In another two groups of cells,
NG-nitro-L-arginine methyl ester
(L-NAME, RBI) or 7-nitroindazole (7-NINA, Tocris) was
infused, respectively, into the dorsal horn by microdialysis. Both of
these are NOS inhibitors, but 7-NINA is believed to be more selective for blocking nNOS (Moore et al. 1993a,b
; Rees et
al. 1990
). L-NAME and 7-NINA were dissolved in ACSF
or normal saline at concentrations of 10 and 1 mM, respectively. To
test the specificity of the L-NAME effect, its inactive
stereoisomer D-NAME was also used at the same dose as
L-NAME in some cells. Experiments conducted in vitro in our
laboratory have shown that at a perfusion rate of 5 µl/min for 1 h, the concentration of a drug in a small chamber containing ~100
µl of ACSF surrounding the dialysis fiber was ~4-10% of that being perfused (Dougherty et al. 1992a
; Sluka et
al. 1993
). Diffusion and extraction or degradation of drug
(Benveniste et al. 1989
) would further reduce the
concentration at the recording site. L-NAME and 7-NINA in
doses of 100 and 10 µM were shown to be sufficient to block the
formation of NO and cGMP in vitro (Mayer et al. 1994
; Rees et al. 1990
; Silva et al. 1995
). It
seems likely that the final concentrations of these compounds in the
vicinity of an STT cell would be comparable.
Extracellular recordings
A carbon filament microelectrode (4-6 M) was used to record
extracellularly from individual STT neurons. The search for STT cells
was within 750 µm of the microdialysis fiber to ensure that the drug
would reach the cell quickly at sufficient concentration. The units
were activated antidromically by stimulation in the contralateral VPL
thalamic nucleus with a square-current pulse (2 Hz, 1 mA, 0.2 ms)

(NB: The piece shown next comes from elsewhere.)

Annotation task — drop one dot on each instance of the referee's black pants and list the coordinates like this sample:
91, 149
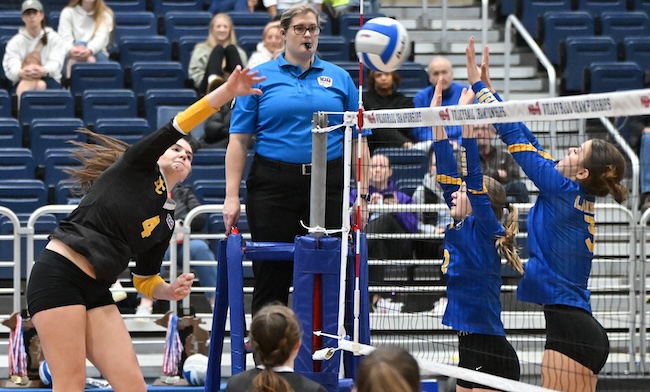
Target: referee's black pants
277, 199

search stimulus. STT cells were identified if they met three criteria
for antidromic activation (Trevino et al. 1973
):
1) evoked spikes had a constant latency from the antidromic
stimulus; 2) the spikes followed high-frequency trains (333-500 Hz) of stimuli; and 3) collision with
orthodromically evoked spikes occurred at appropriate intervals.

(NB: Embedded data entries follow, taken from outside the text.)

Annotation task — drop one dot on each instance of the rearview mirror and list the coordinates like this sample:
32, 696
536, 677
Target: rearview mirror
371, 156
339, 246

Single-unit activity was amplified, then led to a window discriminator
connected with a data analysis system (CED1401, PC) for construction
and storage of peristimulus histograms. The spike size was monitored on
a digital oscilloscope throughout the experiment to ensure that the
same unit was recorded continuously.
Experimental design
Once an STT cell was isolated, the background activity was
recorded and a receptive field on the skin of the hindlimb was mapped
by applying innocuous and noxious mechanical stimuli. Mechanical stimuli consisted of brushing the skin with a camel hair brush in a
stereotyped manner (Brush), and then sustained applications of two
different-sized arterial clips to a fold of skin. One clip produced a
sensation of firm pressure (Press, 144 g/mm2) near
threshold for pain when applied to human skin, and the other was
distinctly painful (Pinch, 583 g/mm2) without causing overt
damage to the skin. The stimuli were delivered at five test points
chosen to span the receptive field. Each stimulus was applied for
10 s followed by a 10-s pause before the next test site was
stimulated. The entire sequence of mechanical stimuli started with the
Brush stimulus followed by Press and Pinch stimuli. To decrease to a
minimum possible "human factor" bias, mechanical stimuli were
applied without observation of the oscilloscope or computerized record
so the experimenter was unaware of the response magnitude. Care was
taken to ensure that the Brush responses were maximal during each trial
and that each stimulus was applied to the same point. Previous
experiments showed that there is very little variation (<4% for Brush
and <20% for Pinch) in responses to mechanical stimuli repeated every
5 min (Dougherty et al. 1992b; Owens
1991
).
Based on responses to mechanical stimuli, neurons were divided into
three classes: low threshold (LT), wide dynamic range (WDR) and
high-threshold (HT), as described previously (Chung et al.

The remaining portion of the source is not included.